Christmas in a Stricken Community: Where was God?
Living in a community stricken by scores of deaths each year from pills and cheap heroin of unprecedented potency, the question of where God was is raised in thousands of hearts in unfathomable grief. Our young people are getting addicted and dying in epidemic proportions. These are good kids, from good homes, good schools, good sports teams and scouting units, good churches and good neighbors. So, where was God?
It is the plaintive cry of Martha at the death of Lazarus, “Lord if you had been here, my brother would not have died.”
But God was there with our young people. He’s been there all along. We don’t recognize His face because it looks too much like the parents,
and teachers
and coaches
and clergy
and family
and employers
and scouters
and friends
and police
and the countless others who role-model good, clean living; who exhort our young to avoid evil and to do good.
We never ask where God was at the graduation ceremonies, sports awards, confirmations and communions, and the thousand other good things that happened in the life of the child. That’s normal.
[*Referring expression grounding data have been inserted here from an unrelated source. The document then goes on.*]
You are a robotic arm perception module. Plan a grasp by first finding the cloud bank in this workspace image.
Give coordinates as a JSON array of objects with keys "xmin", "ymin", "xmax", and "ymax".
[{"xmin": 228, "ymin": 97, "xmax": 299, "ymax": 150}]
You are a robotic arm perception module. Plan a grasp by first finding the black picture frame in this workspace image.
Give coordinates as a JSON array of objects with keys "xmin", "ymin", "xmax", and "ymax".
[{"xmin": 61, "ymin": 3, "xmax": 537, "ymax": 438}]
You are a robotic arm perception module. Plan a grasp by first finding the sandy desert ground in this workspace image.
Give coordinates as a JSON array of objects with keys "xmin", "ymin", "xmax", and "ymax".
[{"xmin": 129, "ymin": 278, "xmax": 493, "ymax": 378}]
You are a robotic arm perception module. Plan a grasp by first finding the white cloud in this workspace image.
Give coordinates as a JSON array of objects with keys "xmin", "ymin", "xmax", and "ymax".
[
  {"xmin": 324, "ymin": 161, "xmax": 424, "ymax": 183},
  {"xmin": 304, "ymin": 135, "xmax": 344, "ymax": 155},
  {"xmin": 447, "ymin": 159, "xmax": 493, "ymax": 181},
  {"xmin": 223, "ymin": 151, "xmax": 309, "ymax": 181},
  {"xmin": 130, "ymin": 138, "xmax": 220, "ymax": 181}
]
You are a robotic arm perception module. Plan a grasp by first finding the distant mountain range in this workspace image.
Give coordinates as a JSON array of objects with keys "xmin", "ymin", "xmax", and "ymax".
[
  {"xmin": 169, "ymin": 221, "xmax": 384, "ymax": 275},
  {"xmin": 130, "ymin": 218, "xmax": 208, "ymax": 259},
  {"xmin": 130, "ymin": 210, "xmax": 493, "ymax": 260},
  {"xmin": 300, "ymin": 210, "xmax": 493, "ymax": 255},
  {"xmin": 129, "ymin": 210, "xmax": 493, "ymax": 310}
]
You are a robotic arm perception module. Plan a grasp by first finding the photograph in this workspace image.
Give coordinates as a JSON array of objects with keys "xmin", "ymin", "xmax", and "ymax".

We expect that somehow He should pull a miracle at the hour of peril and save the young from the consequences of a single, reckless decision. What parent wouldn’t trade their own life for their children’s? Yet, that’s what today is all about. He did just that. The nativity and the cross align on the same salvific axis. The Divine Condescension of God taking on human flesh, teaching us in simple parables and profound commands, and finally, the self-sacrifice to free us from the eternal consequences of our own rebellion.
But. We. Must. Obey.
While the Cross addresses eternal consequences, the Ten Commandments address more temporal issues.
“Honor your father and your mother, so that you may live long in the land the Lord your God is giving you.”
That land is the land of adulthood, with the glories of marriage, and the love of a husband or wife, of children and grandchildren, of career and contribution, of savoring so much of a beautiful world and all of its many wonders. And it can all be lost in a single act of recklessness, of turning to the wrong source to assuage our pain and suffering on the road.
If we are to heal this blight as a community, perhaps the time has come to stop blaming God when it all goes wrong, and to really begin to give Him the attribution for all of the blessings, and the praise when it all goes well. So many curse God in the greatest moment of trial when we should humbly acknowledge that all too often we haven’t played it His way.
“Honor your father and your mother, so that you may live long in the land the Lord your God is giving you.”
To mother and father we should add:
teachers
and coaches
and clergy
and family
and employers
and scouters
and friends
and police
The greatest tragedy in this community is that we are losing so many young people in a community that has an overwhelmingly large number of solid citizens who lavish their time on our young in an unbelievable number of youth activities. The Face of God is everywhere on Staten Island.
The healing and consolation begin with this recognition.